Las autoridades eclesiásticas no sabían qué resolver. Unos decían:
– “Es un condenado; es indigno de las oraciones de la Iglesia”.
Decían otros:
– “No, todo esto es sin duda espantoso; pero al fin, ¿no seremos todos acusados primero y después juzgados por justo juicio de Dios?”.
El Obispo fue de este parecer, y al siguiente día, a la misma hora, volvió a empezar la fúnebre ceremonia, hallándose presentes, como en la víspera, Bruno y sus compañeros.
Toda Paris acudió a la iglesia. Vuelve, a empezarse el Oficio. A la misma imprecacion:
– “Respóndeme”, el cuerpo del doctor Raymond se levanta de su asiento, y con un acento indescriptible que hiela de espanto a todos los concurrentes, exclama:
– “Por justo juicio de Dios he sido condenado” – y volvió a caer inmóvil.
Esta vez no quedaba duda alguna: el terrible prodigio, justificado hasta la evidencia, no admitía replica. Por orden del Obispo se despojó al cadáver de las insignias de sus dignidades, y fue llevado a un muladar, negándole las exequias.

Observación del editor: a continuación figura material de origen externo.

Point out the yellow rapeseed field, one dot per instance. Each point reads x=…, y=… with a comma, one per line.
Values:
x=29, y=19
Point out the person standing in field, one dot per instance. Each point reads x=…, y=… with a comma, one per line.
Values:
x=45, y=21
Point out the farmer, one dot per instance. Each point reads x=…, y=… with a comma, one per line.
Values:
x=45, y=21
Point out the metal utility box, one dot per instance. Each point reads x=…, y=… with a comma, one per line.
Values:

Al salir de la gran sala de la Cancillería, Bruno, se decidió a dejar el mundo, y se fue con sus compañeros a buscar en las soledades, cerca de Grenoble, un retiro donde pudiese asegurar su salvación, y prepararse así para los justos juicios de Dios. Hoy se le conoce como san Bruno fundador de la orden de los Cartujos, modelo perfecto del estado de contemplación y penitencia.